It is also true that Fechner seemed inclined to stumble along administratively, making little attempt to strengthen his own position relative to the co-operating departments, nor to co-ordinate work more effectively. Although he occasionally demanded "more definite authority over the co-operating Federal Departments," there is little evidence to suggest that his situation worried him greatly during the first four years of the CCC. [22] In fact, the only administrative proposal which he pressed with any degree of consistency was his unsuccessful demand that the Civil Service provisions be extended to cover Corps employees and that all future employees first take a non-competitive examination. [23]

Fechner cannot be described as a New Dealer in the same sense as Harry Hopkins, Donald Richberg, or Aubrey Williams, head of the CCC's sister organization, the National Youth Administration. [24] He was never a member of the "inner circle"; his Southern, unionist background stood in stark contrast to those of the Northern, city-bred, Harvard-educated young lawyers who swarmed to Washington in early 1933 and who stayed to administer the New Deal agencies. Unlike them, Fechner had not been trained to innovate, but to conciliate; not to lead, but to suggest. Fechner's background, however, may explain in part why the CCC escaped with so little congressional criticism. Often an agency was branded because of its head. Many congressmen from the South or rural areas distrusted the "new men" who directed most of the New Deal projects. Fechner, by having an environmental rapport with critics of Administration programs, may perhaps have disarmed them and drawn criticism away from the CCC.
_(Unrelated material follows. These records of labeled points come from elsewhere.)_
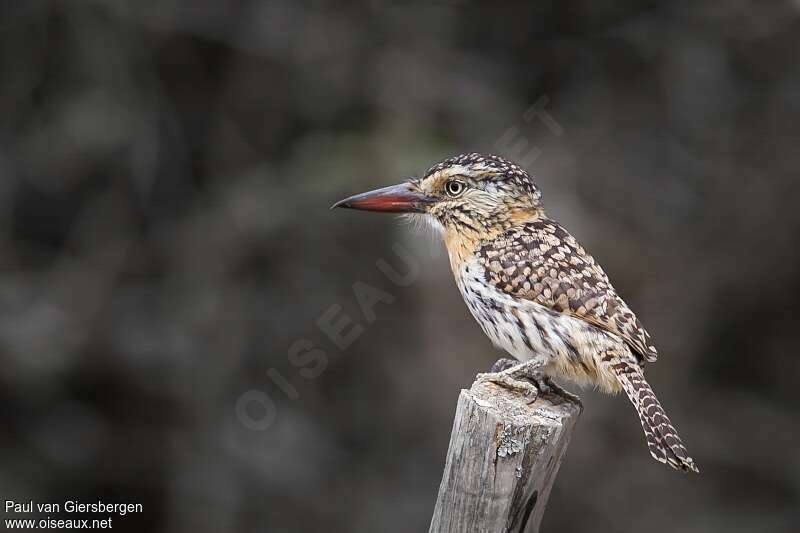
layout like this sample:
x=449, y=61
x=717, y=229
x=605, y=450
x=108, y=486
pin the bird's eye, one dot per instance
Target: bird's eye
x=454, y=188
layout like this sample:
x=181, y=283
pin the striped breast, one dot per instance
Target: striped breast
x=525, y=328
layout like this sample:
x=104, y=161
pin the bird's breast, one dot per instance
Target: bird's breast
x=525, y=328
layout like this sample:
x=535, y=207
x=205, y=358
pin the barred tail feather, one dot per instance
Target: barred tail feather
x=662, y=439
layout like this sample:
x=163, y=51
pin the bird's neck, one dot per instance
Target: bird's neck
x=464, y=242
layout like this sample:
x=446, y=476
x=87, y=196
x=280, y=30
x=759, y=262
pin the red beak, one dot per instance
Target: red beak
x=393, y=199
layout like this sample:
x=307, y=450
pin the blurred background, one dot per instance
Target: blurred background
x=166, y=170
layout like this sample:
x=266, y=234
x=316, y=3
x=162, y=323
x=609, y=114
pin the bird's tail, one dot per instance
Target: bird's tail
x=662, y=439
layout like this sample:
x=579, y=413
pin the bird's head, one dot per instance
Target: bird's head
x=471, y=195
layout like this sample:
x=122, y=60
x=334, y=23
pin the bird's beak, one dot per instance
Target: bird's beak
x=401, y=198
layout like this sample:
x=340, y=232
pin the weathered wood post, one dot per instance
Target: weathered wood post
x=502, y=461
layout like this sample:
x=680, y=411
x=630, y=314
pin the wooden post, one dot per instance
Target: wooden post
x=502, y=461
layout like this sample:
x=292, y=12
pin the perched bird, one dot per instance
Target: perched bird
x=532, y=287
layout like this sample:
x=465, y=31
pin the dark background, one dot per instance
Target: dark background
x=165, y=175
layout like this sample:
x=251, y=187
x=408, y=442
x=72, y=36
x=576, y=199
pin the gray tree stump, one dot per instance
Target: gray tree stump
x=502, y=461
Moreover, Fechner must not be accounted a complete administrative failure. In fact, by refusing to stretch his authority, he probably acted more wisely than he knew. His position was circumscribed, not only by presidential policies, but also by the very size and tradition of the four government departments which co-operated in the CCC enterprise. By attempting to strengthen the Corps' central organization and arrogate more power to himself, he might have created such tensions between the federal departments and the Director's Office that the whole enterprise would have suffered acutely. For the most part, his union experience led him to let sleeping dogs lie, to patch up holes in the organization as they appeared, but not to attempt to change its structure. The Corps functioned reasonably well because of the administrative efficiency and experience of the federal departments. Generally, Fechner was content merely to perpetuate this arrangement, imperfect though it was in some respects. He saw that changes, apparently beneficial, could have unanticipated results—results harmful to the CCC and director-department relations. It is worth noting that when Fechner and his successor, McEntee, attempted some consolidation in the agency's final years, they only succeeded in disrupting existing relationships entirely, to the great detriment of the CCC. [25] Moreover, Fechner had to maintain a working relationship, not only with the co-operating departments, but also with a whole host of government officials, presidential advisers, and, of course, the President himself. In all such dealings he conducted himself with the best interests of the Corps as his guide.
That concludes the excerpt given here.